Now, edit config.yaml with your settings:

  • telegram.token: Your Telegram bot token.
  • telegram.chat_ids: A list of chat IDs to send alerts to.
  • processing.device: Set to "cuda" if you have a compatible GPU, otherwise "cpu" (default).
  • Adjust other settings like camera and alerting thresholds as needed.

🏃 Usage

To start the main application (command-line only):

python main.py

To view the live feed with bounding boxes in your browser, run the web dashboard:

python dashboard.py

Then open your browser to http://0.0.0.0:8080.

🧪 Testing

A tests/ directory has been set up with pytest. You can run the tests with:

python -m pytest

🤖 Running on NVIDIA Jetson Orin Nano

Note: This was tested with JetPack 6.2

Install the container tools

git clone https://github.com/dusty-nv/jetson-containers
bash jetson-containers/install.sh

# automatically pull & run any container
jetson-containers run $(autotag l4t-pytorch)

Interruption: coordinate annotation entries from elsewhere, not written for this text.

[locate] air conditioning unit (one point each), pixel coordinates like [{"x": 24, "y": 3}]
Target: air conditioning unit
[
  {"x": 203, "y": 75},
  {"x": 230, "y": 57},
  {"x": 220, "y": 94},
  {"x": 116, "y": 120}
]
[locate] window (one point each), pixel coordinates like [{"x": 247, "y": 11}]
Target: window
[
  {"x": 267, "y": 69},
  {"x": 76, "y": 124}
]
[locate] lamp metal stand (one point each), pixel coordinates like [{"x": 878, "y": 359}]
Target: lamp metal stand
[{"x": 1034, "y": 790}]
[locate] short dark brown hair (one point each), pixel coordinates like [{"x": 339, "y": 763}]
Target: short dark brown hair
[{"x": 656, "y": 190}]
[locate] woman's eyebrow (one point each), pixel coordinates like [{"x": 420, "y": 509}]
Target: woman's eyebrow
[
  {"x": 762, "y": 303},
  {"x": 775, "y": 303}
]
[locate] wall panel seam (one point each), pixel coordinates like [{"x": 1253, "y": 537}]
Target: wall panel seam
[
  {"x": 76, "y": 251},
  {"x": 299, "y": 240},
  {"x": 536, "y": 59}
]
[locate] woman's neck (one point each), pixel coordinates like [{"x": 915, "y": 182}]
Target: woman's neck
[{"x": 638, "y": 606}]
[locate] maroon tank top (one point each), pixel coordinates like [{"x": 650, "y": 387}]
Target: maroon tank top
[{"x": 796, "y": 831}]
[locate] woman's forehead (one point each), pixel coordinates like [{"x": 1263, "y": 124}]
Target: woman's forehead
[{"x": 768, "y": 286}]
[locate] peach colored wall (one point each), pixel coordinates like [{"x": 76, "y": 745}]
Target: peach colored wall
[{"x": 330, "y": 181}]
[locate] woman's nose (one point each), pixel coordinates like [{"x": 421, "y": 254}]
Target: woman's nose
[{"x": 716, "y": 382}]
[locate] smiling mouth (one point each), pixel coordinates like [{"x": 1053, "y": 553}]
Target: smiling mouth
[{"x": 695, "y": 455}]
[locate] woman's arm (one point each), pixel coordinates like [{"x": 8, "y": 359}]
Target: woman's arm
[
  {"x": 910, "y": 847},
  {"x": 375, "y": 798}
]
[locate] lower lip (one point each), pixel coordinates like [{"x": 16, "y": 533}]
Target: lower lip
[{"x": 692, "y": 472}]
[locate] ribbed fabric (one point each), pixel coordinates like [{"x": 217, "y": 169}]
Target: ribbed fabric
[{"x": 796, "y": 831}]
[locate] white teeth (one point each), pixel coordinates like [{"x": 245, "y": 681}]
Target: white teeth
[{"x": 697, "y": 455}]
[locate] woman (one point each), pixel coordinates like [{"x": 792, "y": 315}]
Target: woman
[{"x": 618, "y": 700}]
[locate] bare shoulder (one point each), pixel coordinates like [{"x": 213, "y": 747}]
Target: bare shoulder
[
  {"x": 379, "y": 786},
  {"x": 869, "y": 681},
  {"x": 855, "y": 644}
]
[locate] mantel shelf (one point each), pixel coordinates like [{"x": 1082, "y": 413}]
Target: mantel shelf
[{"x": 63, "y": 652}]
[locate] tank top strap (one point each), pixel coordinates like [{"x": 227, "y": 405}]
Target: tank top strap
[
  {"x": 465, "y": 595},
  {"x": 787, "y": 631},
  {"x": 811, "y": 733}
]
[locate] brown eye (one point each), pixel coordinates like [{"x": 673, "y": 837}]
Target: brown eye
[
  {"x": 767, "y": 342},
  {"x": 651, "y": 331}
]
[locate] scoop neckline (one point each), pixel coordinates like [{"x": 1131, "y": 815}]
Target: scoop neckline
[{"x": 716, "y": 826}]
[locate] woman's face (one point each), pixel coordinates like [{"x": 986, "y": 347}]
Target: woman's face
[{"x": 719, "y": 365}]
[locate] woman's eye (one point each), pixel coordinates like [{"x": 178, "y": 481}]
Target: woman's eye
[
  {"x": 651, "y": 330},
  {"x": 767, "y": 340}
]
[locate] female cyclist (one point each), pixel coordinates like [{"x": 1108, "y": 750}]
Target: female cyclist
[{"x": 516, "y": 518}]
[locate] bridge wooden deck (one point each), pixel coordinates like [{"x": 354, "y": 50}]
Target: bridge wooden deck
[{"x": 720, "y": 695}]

Then checkout the repository and complete the earlier steps while within the containerized environment. If you have trouble installing from requirements.txt you can try doing things manually with:

apt remove python3-blinker
pip install --index-url https://pypi.org/simple "numpy<2.0" --force-reinstall
pip install --index-url https://pypi.org/simple transformers imutils opencv-python Pillow imutils telepot scikit-image imagehash timm ultralytics pandas seaborn "numpy<2.0" flask pytest

This project demonstrates the power of ensemble learning in practical, real-world applications. By moving beyond single-model solutions, we unlock a new level of reliability and performance.